In a recent exploratory study, scientists turned a massive collection of Gemini chat logs into a laboratory for behavioral analysis. Using 100,000 conversations, they extracted 20,000 distinct features that describe user turns, the model’s internal “thoughts,” and the assistant’s final replies.

The process begins by slicing each transcript into three isolated segments: the user’s prompt, the model’s chain‑of‑thought reasoning, and the assistant’s answer. A black‑box large language model (LLM) is then prompted to generate 10–20 descriptive tags for each segment, drawing from a template that encourages a wide range of observations—from “model is depressed” to “uses markdown.” Because the LLM sees only one segment at a time, the tags remain independent of surrounding context.

Next, each tag is turned into a semantic vector. The vectors for user, thought, and response tags are clustered separately. A second LLM receives 100 randomly selected tags from each cluster and produces a concise label that captures the common theme. These labels act as human‑readable summaries of the clusters.
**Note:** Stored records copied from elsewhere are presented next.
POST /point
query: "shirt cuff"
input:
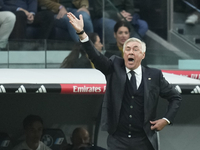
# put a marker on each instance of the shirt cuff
(32, 13)
(167, 120)
(85, 40)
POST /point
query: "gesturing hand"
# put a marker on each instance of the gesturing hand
(158, 124)
(76, 23)
(61, 13)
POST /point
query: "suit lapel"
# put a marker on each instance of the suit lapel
(147, 80)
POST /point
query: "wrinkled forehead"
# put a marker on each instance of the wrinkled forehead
(133, 44)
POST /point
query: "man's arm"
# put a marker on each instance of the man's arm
(101, 62)
(52, 5)
(168, 92)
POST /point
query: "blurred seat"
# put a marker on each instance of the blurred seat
(54, 138)
(5, 141)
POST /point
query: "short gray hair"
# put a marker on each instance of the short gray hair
(135, 40)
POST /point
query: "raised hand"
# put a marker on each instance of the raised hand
(61, 13)
(75, 22)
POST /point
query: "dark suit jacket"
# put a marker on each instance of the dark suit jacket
(155, 85)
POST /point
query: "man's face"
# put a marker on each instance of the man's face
(34, 132)
(133, 55)
(98, 44)
(122, 35)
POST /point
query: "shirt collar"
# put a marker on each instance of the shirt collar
(137, 71)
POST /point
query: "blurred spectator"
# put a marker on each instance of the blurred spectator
(61, 7)
(78, 58)
(26, 14)
(121, 34)
(7, 21)
(125, 11)
(33, 127)
(81, 140)
(194, 15)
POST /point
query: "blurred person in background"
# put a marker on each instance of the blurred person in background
(78, 58)
(61, 7)
(33, 127)
(115, 11)
(81, 140)
(7, 21)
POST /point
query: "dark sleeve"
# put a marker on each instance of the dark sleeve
(169, 92)
(100, 61)
(4, 7)
(32, 6)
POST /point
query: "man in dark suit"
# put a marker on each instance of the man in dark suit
(132, 93)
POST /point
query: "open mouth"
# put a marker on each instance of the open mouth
(130, 59)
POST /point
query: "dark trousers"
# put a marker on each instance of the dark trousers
(42, 19)
(124, 143)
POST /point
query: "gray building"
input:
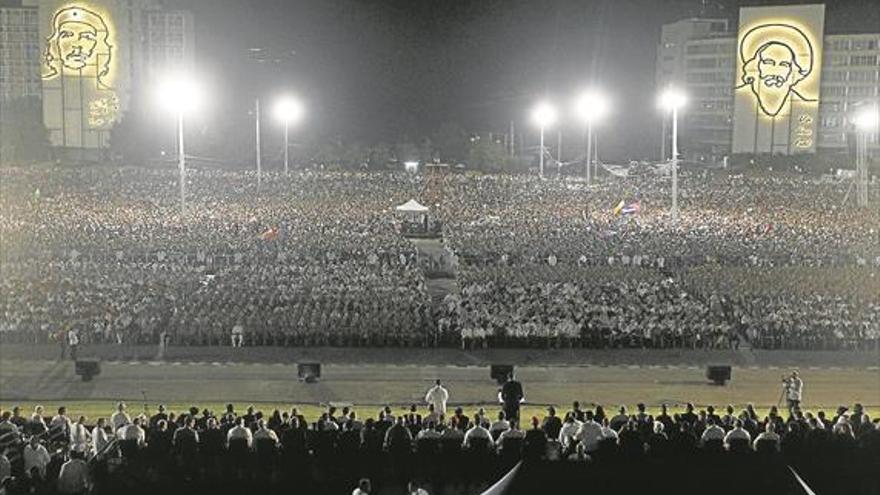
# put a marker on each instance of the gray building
(19, 51)
(699, 55)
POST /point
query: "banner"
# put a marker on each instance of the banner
(778, 71)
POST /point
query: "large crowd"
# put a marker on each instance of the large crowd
(320, 258)
(187, 451)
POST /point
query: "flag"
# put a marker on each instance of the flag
(631, 208)
(503, 484)
(627, 209)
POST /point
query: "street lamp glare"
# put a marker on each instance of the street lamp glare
(288, 110)
(544, 114)
(179, 93)
(592, 106)
(867, 119)
(672, 99)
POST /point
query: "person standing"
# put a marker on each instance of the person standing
(119, 418)
(511, 396)
(437, 396)
(100, 438)
(73, 343)
(794, 389)
(73, 479)
(36, 457)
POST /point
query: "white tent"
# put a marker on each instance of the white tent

When compared to traditional sparse autoencoders (SAEs), the LLM‑driven method offers a simpler, more interpretable workflow. SAEs learn to reconstruct their own activations, yielding thousands of latent dimensions that an LLM can later interpret. The LLM approach, by contrast, requires only a single prompt per transcript part, bypasses internal model states, and delivers higher‑level, more readable features. While SAEs can be steered by latent directions, the LLM‑generated features are not directly tied to activation space.

The authors also discuss a related technique called Explaining Datasets in Words (EDW). EDW optimizes directions in an embedding space and maps them to natural‑language predicates, but it demands iterative optimization and a target statistical model. In contrast, the new method needs just one LLM call per prompt and is fully unsupervised.

Clustering revealed a spectrum of intriguing themes. Many groups highlighted Gemini’s awareness of token limits, role‑play boundaries, and looping in reasoning. To gauge interest, an LLM rated each cluster on a 1–100 scale and supplied a brief description. The most compelling clusters emerged from the model’s thoughts, underscoring the richness of internal reasoning patterns.

The team also tested predictive probing. Logistic regression models attempted to forecast the presence of thought or response clusters based solely on user features, represented as sparse binary vectors. Test F1 scores varied, peaking at about 0.89 for predicting HTTP status codes in responses when users referenced external resources. More abstract clusters yielded lower scores, indicating that user input alone is a weak predictor of many internal reasoning patterns.

The study concludes that a natural‑language report summarizing Gemini’s behavior could serve as a proxy task for future research. The authors invite the community to benchmark their method against SAEs, EDW, and other summarization techniques.

Overall, the work demonstrates a practical, unsupervised pipeline for extracting interpretable behavioral features from large‑scale chat logs, offering a new tool for AI safety researchers and developers who want to understand how models like Gemini behave across diverse contexts.